Trait susceptibility and sharing

Participants were divided into high (4.26 ± 0.30) and low (3.39 ± 0.35) groups based on the median score (3.82) of trait emotional susceptibility measure. An independent samples t-test revealed that participants with high trait emotional susceptibility exhibited significantly greater rumor sharing tendencies (3.52 ± 1.02) than those with low susceptibility (2.81 ± 1.03), t (114) = 3.54, P < 0.001, Cohen's d= 1.03. Debunking information yielded similar pattern, 3.33 ± 1.14 vs. 2.44 ± 1.01, t (114) = 4.46, P < 0.001, Cohen's d= 1.08. The correlation of trait susceptibility and sharing tendency were. 324 and. 408 for rumor and debunking information, respectively.

The difference between rumor versus debunking

Given the interaction of high vs. low trait emotional susceptibility and rumor vs. debunking information type were not significant (Fs [1, 114] < 1.47, Ps > 0.22), the comparisons between rumor and debunking information type were based on the whole sample. Paired-samples comparisons showed that negative emotional contagion was significantly higher following exposure to rumor than debunking (3.07 vs. 2.32, t [115] = 8.31, P < 0.001, Cohen's d = 0.97), Perceived credibility was lower for rumor than debunking information (3.64 vs. 3.26, t [115]= 4.29, P < 0.001, Cohen's d = 0.96), sharing tendencies were significantly higher for rumor than debunking information (3.17 vs. 2.88, t [115]= 3.75, P < 0. 001, Cohen's d = 0.82).

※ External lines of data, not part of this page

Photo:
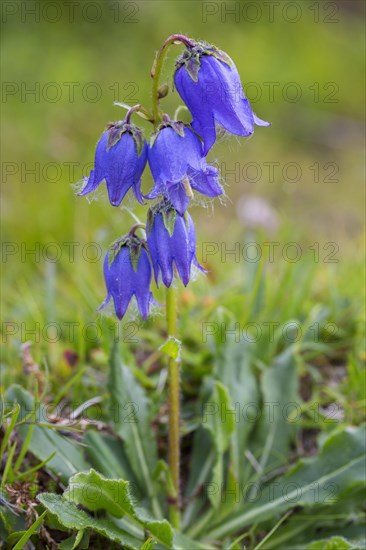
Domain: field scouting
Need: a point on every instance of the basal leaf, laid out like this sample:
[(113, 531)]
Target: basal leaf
[(45, 441), (69, 515), (314, 482), (130, 415), (218, 419), (95, 492)]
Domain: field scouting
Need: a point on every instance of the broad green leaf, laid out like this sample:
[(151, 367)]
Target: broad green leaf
[(27, 535), (69, 515), (201, 464), (172, 348), (337, 471), (219, 420), (281, 403), (45, 441), (96, 492), (130, 415), (107, 456), (234, 370)]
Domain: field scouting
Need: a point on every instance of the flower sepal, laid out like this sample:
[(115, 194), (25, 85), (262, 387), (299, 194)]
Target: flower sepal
[(117, 129), (191, 58)]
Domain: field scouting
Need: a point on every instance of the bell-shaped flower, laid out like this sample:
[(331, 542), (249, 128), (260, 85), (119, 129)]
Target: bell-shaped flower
[(171, 240), (120, 159), (209, 84), (127, 273), (178, 165)]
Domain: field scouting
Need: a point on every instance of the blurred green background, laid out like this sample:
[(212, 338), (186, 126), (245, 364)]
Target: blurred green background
[(302, 66)]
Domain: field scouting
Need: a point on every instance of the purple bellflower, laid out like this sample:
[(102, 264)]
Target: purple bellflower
[(209, 84), (171, 240), (127, 273), (120, 159), (178, 165)]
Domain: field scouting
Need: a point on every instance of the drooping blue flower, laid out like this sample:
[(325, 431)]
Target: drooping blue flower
[(127, 273), (209, 84), (120, 159), (178, 165), (171, 240)]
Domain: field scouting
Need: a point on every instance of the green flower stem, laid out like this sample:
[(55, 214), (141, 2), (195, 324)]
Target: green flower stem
[(174, 410), (171, 313), (157, 68)]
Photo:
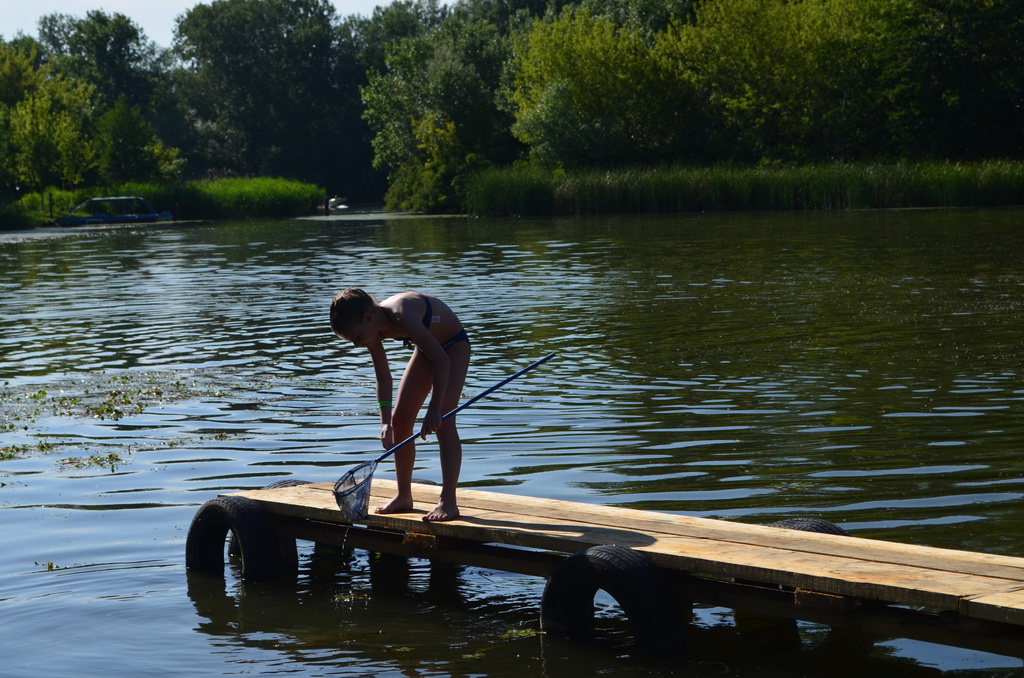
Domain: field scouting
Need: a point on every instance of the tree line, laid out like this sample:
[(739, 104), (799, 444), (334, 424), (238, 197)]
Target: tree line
[(410, 101)]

Predictive relationship between the three measures

Regression analyses demonstrated that negative emotional contagion significantly predicted online sharing tendency (β = 0.422, t [114] = 4.97, P < 0.001; R² = 0.171). negative emotional contagion also significantly predicted perceived credibility (β = 0.286, t [114] = 3.19, P =. 002; R² =. 074), and perceived credibility strongly predicted online sharing tendency (β = 0.591, P < 0.001, R² = 0.344). These findings indicate that both emotional and cognitive appraisals contribute to sharing behavior.

Mediation analysis

A bootstrapped mediation analysis (5, 000 resamples) was conducted to test the mediation effect, with online rumor sharing tendency as the dependent variable, individual negative emotional contagion intensity as the independent variable, and perceived rumor credibility as the mediator. The results indicated a significant indirect effect of negative emotional contagion on online sharing tendency through perceived credibility (indirect effect = 0.147, 95% CI [0.034, 0.237]). The direct effect (0.422) remained significant when the mediator was included, yielding a reduced but still significant direct effect (0.275, 95% CI [0.127, 0.423]). Perceived credibility, thus, partially mediated the relationship between negative emotional contagion and online sharing tendency, accounting for approximately 34.8% of the total effect (Table 2).

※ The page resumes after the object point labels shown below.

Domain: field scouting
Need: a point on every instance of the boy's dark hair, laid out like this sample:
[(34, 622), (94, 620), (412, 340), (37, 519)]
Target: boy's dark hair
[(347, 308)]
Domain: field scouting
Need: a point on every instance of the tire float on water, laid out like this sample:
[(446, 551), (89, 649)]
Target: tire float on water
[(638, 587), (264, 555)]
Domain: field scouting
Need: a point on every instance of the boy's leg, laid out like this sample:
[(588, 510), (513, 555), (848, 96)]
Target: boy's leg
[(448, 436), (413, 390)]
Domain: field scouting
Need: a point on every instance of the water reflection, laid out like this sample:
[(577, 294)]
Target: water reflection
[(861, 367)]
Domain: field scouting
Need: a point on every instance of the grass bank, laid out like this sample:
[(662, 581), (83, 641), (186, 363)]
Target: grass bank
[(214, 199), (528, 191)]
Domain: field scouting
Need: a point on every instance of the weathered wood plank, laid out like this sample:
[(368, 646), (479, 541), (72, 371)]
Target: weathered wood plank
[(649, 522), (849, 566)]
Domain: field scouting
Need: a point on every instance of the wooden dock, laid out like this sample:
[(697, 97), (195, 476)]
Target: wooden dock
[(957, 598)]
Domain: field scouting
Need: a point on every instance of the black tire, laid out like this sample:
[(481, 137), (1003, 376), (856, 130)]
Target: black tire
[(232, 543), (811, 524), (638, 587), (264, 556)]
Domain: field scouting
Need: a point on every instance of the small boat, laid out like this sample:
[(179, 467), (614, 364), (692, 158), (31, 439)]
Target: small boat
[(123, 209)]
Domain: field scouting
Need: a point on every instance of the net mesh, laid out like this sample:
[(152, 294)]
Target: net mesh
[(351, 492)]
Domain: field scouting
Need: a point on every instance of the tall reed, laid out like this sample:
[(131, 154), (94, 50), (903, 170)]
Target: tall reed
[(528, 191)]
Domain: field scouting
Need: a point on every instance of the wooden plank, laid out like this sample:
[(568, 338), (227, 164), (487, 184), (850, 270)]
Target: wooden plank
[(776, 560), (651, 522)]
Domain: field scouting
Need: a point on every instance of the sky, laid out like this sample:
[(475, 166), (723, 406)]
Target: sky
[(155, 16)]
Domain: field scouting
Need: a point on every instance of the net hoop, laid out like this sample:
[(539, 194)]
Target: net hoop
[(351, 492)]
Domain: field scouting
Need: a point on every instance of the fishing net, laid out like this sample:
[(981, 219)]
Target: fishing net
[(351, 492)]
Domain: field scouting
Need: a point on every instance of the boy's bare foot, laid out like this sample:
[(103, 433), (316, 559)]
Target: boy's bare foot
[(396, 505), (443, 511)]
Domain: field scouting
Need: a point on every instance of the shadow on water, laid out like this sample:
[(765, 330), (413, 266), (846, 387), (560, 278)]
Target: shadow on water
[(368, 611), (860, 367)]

Table 2: The results of mediation analysis
Item Effect SE LLCI ULCI Proportion
Total effect 0.422 0.085 0.254 0.590 100%
Direct effect 0.275 0.075 0.127 0.423 65.2%
Indirect effect 0.147 0.052 0.034 0.237 34.8%
LLCI, lower limit confidence interval; ULCI, upper limit confidence interval.

DISCUSSION

The present study examined how trait emotional susceptibility, NEC, and perceived credibility jointly influence individuals' online sharing tendency. By integrating dispositional affective traits, situational emotional reactions, and cognitive evaluations, this research provides a multi-level explanation of why rumors spread more readily than debunking information. The findings support a dual-process view in which emotional resonance and cognitive appraisal exert both independent and interacting influences on sharing intentions.

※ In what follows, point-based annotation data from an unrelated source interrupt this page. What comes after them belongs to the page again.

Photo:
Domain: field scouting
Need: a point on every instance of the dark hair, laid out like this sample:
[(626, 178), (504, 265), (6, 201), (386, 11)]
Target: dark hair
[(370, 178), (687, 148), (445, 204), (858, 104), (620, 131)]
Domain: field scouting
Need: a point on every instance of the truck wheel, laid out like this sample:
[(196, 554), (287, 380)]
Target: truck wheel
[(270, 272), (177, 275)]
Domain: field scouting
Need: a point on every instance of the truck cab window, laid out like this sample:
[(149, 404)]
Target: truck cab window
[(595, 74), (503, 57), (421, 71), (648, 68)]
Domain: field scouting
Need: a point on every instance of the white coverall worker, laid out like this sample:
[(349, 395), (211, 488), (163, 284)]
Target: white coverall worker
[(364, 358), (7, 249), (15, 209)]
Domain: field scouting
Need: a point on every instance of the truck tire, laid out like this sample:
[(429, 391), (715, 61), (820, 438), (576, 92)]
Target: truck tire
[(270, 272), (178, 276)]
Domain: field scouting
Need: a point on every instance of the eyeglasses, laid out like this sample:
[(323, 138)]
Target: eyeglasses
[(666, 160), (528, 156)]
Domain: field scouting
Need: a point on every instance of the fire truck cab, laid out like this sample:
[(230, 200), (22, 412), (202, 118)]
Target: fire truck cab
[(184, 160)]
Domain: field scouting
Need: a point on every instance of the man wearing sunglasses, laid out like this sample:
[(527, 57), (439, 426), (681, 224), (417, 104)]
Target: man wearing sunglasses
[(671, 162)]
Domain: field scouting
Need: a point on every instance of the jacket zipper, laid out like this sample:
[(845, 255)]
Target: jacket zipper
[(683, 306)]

Participants with higher trait emotional susceptibility reported significantly stronger inclinations to share rumor information, demonstrating that individual differences in affective reactivity shape rumor-related behaviors. Rumor content elicited stronger NEC and higher sharing intentions than debunking information, indicating the emotional impact of rumors and their capacity to stimulate rapid and widespread dissemination. The regression and mediation analyses further clarified the underlying mechanisms: NEC predicted both credibility assessments and sharing tendencies, and credibility partially mediated the NEC–sharing link. This pattern reveals that emotional arousal not only directly drives sharing impulses but also biases cognitive evaluations of credibility, amplifying rumor spread.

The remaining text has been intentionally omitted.